There are, I am sure, many great options for camps somewhere in the area, but I have not been able to find them. Nothing at the Parks and Rec center seems to be a good fit for my kids. The best I can offer this year is a daily trip to our pitiful little 30' X 50' neighborhood pool (hopefully after the worst heat of the day when no one is there), maybe a few trips to the movies, and some board games and card playing. I know the last Harry Potter movie is coming out in July and my youngest, at the very least, will want to see it, being a Harry Potter fanatic. I've never been, but we have an Alamo Cinema and Drafthouse and I really want to check out its air conditioned darkness and no texting policy while taking in a movie this summer.
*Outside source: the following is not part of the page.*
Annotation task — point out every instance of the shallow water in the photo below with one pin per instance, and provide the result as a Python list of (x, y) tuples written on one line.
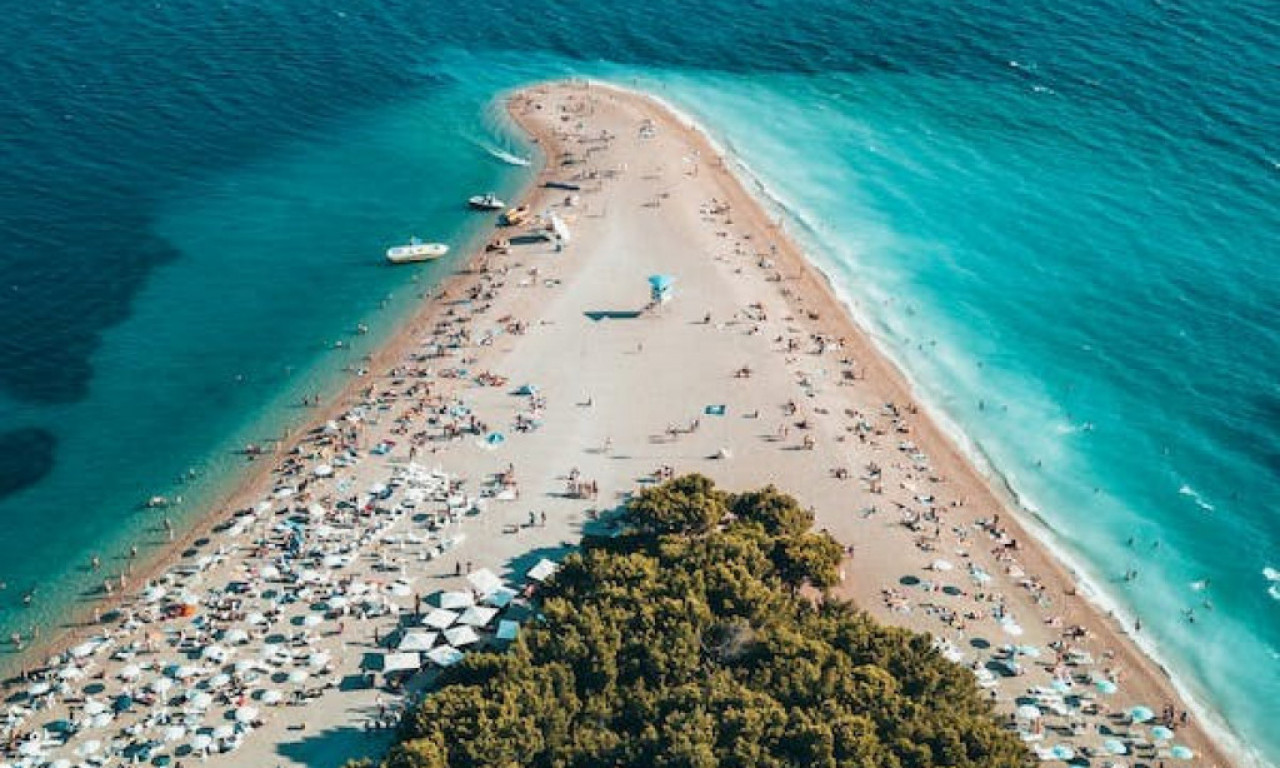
[(1061, 220)]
If I could find a girlfriend to go with me for a chick flick, so much the better. But I digress...I was talking about the kids and how summers have changed.
I still see kids in the neighborhood outside down the street on a regular basis. I think their moms must have done something very different than I did in raising children. They skate and play hockey in the cul de sac. I can at least get Joey out on his bike with the kids across the street in the evenings, so I know there will be some resource there for regular outings. But what he is looking forward to the most is playing his video games. He told me so yesterday. I take full responsibility for this and, since he made the honor roll every quarter, isn't that a just reward to be able to play his video games? I've even heard that they are good for kids with autism because they help with coordination and mental stimulation. (Am I rationalizing here?)
I have things I want to do this summer myself. And I know having the kids home is going to sometimes interfere with my desire to work on my own projects. I am dedicated to getting the clutter cleaned out of my house, to getting the canvas ribbons and butterfly magnets up and selling for cancer research, and I have a book that I am trying to write. And there is the blog, which I so enjoy writing on a daily basis. How much is having the kids home going to change my plans?
Not to mention my parents' move, because I would like to spend as much time out at their current house as possible before they take off for the sunny, warm south this August. I have one weekend on the calendar for sure to go and help Mom sort through things and get things out of the house as she downsizes. There is also the Gettysburg car meet in August with Justin. These two trips are the sum total of our vacations this summer, which is what we planned because we were paying off debt and have Ben's tuition coming due again in August. Maybe we can get to the beach next year?
What are you doing with your kids this summer? If you have to work, how do you handle the childcare or camp arrangements? I'm always curious as to how other moms look at the summer with the kids home. My mom finally confessed to me that she used to dread summer and having us at home all the time. I am kind of used to always having kids here, since Ben is now in college and has set his schedule completely opposite of the younger two. He is more of a night person and likes to sleep during the day, so having the house to myself is never really an option anyway. At least he's quiet and polite and respectful. So I know I did something right. In fact, I hear it all the time, how nice and respectful my kids are from various teachers and other adults. So, while I was dealing with the mental illness, I apparently instilled something in my children. You always wonder if other parents think your kids are brats behind your back. But I have gotten genuine comments that were unsolicited about how nice my kids are to have around.
When they come out of their rooms, that is.